One thing that was a bit tricky for me, was figuring out how to git push to my Dokku server from GitHub Actions. I needed to authenticate GitHub Actions for SSH access to my Dokku server.

I ended up generating a new SSH key for GitHub Actions and saving the private key to my repository's secrets (find them in the repo settings) as DOKKU_SSH_KEY.

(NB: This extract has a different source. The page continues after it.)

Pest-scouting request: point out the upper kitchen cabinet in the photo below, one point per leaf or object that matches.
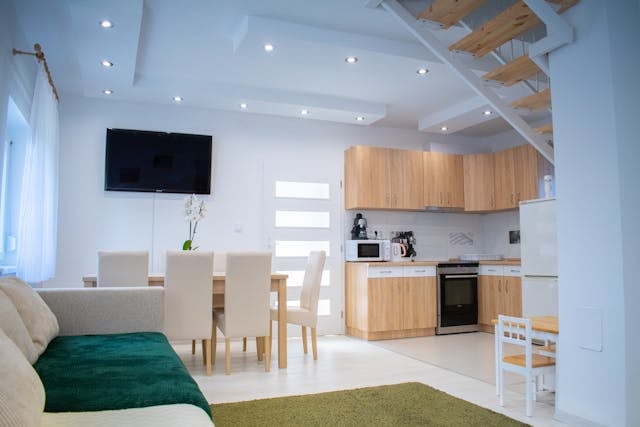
(518, 175)
(383, 178)
(443, 180)
(479, 189)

Then I added a few lines to my main.yml file:

YAML

name: CI
on:
push:
branches: [master]
jobs:
build:
runs-on: ubuntu-latest
steps:
- uses: actions/checkout@v2
- name: Setup Node.js environment
uses: actions/setup-node@v1.4.2
with:
node-version: 12.x
- name: Add SSH key
env:
SSH_AUTH_SOCK: /tmp/ssh_agent.sock
run: |
mkdir -p /home/runner/.ssh
# Replace example.com with the hostname of the machine
# you're SSH-ing into
ssh-keyscan example.com >> /home/runner/.ssh/known_hosts
# DOKKU_SSH_KEY is the name of the repository secret
echo "${{ secrets.DOKKU_SSH_KEY }}" > /home/runner/.ssh/github_actions
chmod 600 /home/runner/.ssh/github_actions
ssh-agent -a $SSH_AUTH_SOCK > /dev/null
ssh-add /home/runner/.ssh/github_actions
- name: Install dependencies
run: yarn
- name: Build and deploy
env:
SSH_AUTH_SOCK: /tmp/ssh_agent.sock
run: |
git config --global user.email "actions@github.com"
git config --global user.name "GitHub actions"
yarn build --env production
git remote add dokku dokku@example.com:app-name
git add dist --force
git commit -m "Deploy"
git push dokku master -f

And that's all it took to get Github Actions authenticated with my Dokku server. I hope this was helpful to you, thanks for reading!